To my knowledge Mr. Lechler’s book is the first attempt to write a full biography of Heinrich Tränker. Previous attempts by Adolf Hemberger and Peter König to establish an overview of critical source texts and biographical material have to be called out. However, neither of them seemed to aim to unite all of this material in a truly critical study of Tränker’s life, applying academic standards and providing meticulous research in terms of references of sources. And so this is the huge gap that Mr. Lechler’s book is filling. In doing so, however, it not only lays out and then cuts through the maze of historic and occult material that brings to life the personality of Mr. Tränker, his lifelong relationships as well as his unique vision of the mystical path and its particular history. As mentioned above, the impact of Mr. Lechler’s book goes way beyond this: It ultimately challenges many of the founding-myths surrounding the re-emergence of the magical tradition in the German speaking countries during the period from the late 19th century to the early 1960s.

The reason for such broad and significant impact can be found in two main criteria. Firstly, it is grounded in Mr. Tränker’s obsession with old books, occult, magical, mystical and most importantly Rosicrucian manuscripts. In accumulating one of the most significant libraries on these subjects in his time he himself turned into the hub around which many of the spokes of occult currents and traditions of his time revolved. If you lived in the 1920s to 1950s in the German speaking countries and were seriously interested in the occult, theosophic, rosicrucian or pansophic path Mr.

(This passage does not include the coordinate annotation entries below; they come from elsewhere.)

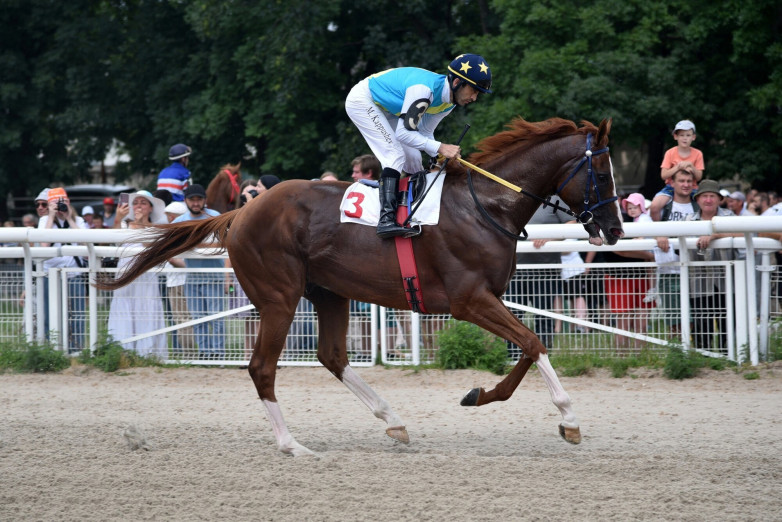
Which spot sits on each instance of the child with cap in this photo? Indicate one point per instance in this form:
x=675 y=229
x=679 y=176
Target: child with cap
x=634 y=206
x=681 y=157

Tränker’s name or one of his many pseudonyms would be amongst the first things you’d hear when asking for guidance. Not necessarily because of his gift in lecturing, giving public speeches or even running occult lodges - all of which he did for most of his adult life yet with debatable skills at best. Instead, he turned into such hub mainly because of his vast amount of occult resources, source texts and seemingly unlimited knowledge of it. 

Think about - in a world without Facebook, the internet and Google-Books one of the scarcest, yet most essential resources of all was knowledge. Especially if it was occult by nature, stemming from mainly oral traditions initially and rarely had ever been published or held in open libraries before. The mysteries during these times still seemed to sleep between the covers of a book. Just think of the mysterious Cipher manuscripts, the Book of Abramelin the Mage or the rediscovered diaries of Dr. John Dee. Even most of the English speaking magical traditions seek reference to a mythical origin-story by using the gateway of ancient manuscripts and long lost books…  And Heinrich Tränker in his time and for the German speaking countries in particular was the guardian of the threshold, the holder of the keys to most of this arcane knowledge.

Now, let me highlight a couple of the spokes that turned the wheel of our tradition and are essentially connected to Mr. Tränker’s work and influence. Should you be able to read German of course I strongly recommend to buy and read Mr. Lechler’s book for as long as copies are available. What I can provide in the following is nothing but a few snapshots to illustrate the importance of Mr. Tränker’s influence: 

  • The Theosophic Society in Germany: Tränker was a member of the Theosophic Society from around 1902 until the 1920s. It was here that he met significant mentors of his such as Otto Gebhardi and first came in touch with the Rosicrucian philosophy and the teachings of the so called Asiatic Brethren. In 1908 he founded his own academic second-hand bookshop and in the following year already was a founding member and director of the ‘Theosophische Kultur-Verlag’; i.e. one of the publishing arms of the Theosophic Society in Germany. It was during these years (1909-1914) that Tränker begun to lay the foundation to his significant library of occult and philosophical writings. Unfortunately when he left in 1914 he had accumulated significant financial losses to the publishing house he headed and the suspicion was brought up that these losses in return were directly linked to the gains of Tränker’s private and strictly catalogue-based second-hand bookshop.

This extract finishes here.